My room is a dark, dark blue. When I first came home from the hospital, four weeks ago, it had been a brilliant, spotless white, and I had cried. White is light. White is immaculate. And in my new, developing vision, light is fear. It's a terrible thing to have a room that you know so well and that you love so much appear so different from your imagination that you cannot recognize it with your senses. I am fascinated, and yet terrified, of light colors. They are so far away from the familiar safety of darkness. Before the operation, before my new eyes, I have never gotten dizzy. But now my vision will go out of balance and the room will spin and suddenly I will find that I can't stand. I asked for blue, and they painted my room blue. Blue is a deep, rich color, much closer to darkness, and it comforts me.

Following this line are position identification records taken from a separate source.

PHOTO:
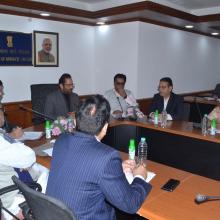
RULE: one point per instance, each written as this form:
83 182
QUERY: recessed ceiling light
189 26
215 33
45 14
100 23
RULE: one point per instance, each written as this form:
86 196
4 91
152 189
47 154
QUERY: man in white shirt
16 155
122 101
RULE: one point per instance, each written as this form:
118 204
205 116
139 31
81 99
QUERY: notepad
48 151
130 177
31 135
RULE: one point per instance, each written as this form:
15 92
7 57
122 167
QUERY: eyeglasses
69 85
120 83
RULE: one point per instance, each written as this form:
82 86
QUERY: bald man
44 55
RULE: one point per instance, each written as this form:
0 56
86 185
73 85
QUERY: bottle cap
214 123
143 139
47 124
132 144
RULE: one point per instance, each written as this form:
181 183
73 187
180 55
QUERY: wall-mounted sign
15 49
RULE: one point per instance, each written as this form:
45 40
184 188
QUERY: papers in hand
48 151
31 135
130 177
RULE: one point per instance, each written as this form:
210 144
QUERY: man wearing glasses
167 100
122 101
62 102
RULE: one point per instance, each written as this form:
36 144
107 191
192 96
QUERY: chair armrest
8 189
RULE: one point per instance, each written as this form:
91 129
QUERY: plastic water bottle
213 126
142 152
156 117
48 129
131 149
204 125
164 119
69 125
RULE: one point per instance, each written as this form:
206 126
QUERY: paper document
48 151
130 177
31 135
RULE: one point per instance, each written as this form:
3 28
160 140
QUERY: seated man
87 175
62 102
14 157
167 100
121 100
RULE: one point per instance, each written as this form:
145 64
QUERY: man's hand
128 166
140 170
117 112
122 93
16 133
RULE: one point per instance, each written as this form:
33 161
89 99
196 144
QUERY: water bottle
213 126
142 152
156 117
131 149
164 119
204 125
69 125
48 129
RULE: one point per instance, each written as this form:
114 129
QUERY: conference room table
179 145
163 205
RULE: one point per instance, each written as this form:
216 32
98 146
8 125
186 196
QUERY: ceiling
169 13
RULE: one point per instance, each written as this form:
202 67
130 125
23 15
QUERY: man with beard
62 102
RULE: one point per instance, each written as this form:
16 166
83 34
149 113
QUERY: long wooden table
179 145
179 204
162 205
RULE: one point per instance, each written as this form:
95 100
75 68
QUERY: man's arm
117 190
16 155
153 105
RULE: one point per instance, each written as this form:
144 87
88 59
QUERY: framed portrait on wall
46 49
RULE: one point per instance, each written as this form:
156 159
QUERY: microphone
120 104
37 113
203 198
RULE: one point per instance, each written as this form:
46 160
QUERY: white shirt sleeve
16 154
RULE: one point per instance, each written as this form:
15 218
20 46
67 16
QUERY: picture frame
46 49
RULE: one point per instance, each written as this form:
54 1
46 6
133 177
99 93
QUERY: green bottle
213 126
131 149
156 117
48 129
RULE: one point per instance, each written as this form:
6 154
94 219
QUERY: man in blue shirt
88 175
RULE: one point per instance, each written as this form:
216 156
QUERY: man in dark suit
167 100
62 102
88 175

I know my colors; most of them--and yet I cannot make sense of the way that they are named. I have learned that the dark leather of the sofa is red, and the gleaming, brilliant fire engine that wails down my street is red, the watery insides of the tomato; the dark peals of blood that the doctors draw from my skin--these are red too. And yet they are not at all the same. The night sky, which is black, and water, which has no color at all--I am told that both of these are blue. 

That was four weeks ago. Every week the visiting nurse, Carla, comes over to test my eyes. Each day they are getting stronger and I can sense my vision clearing. The burning pain of the operation has receded. "Soon," Carla tells me, "You won't feel it at all. You'll be completely normal."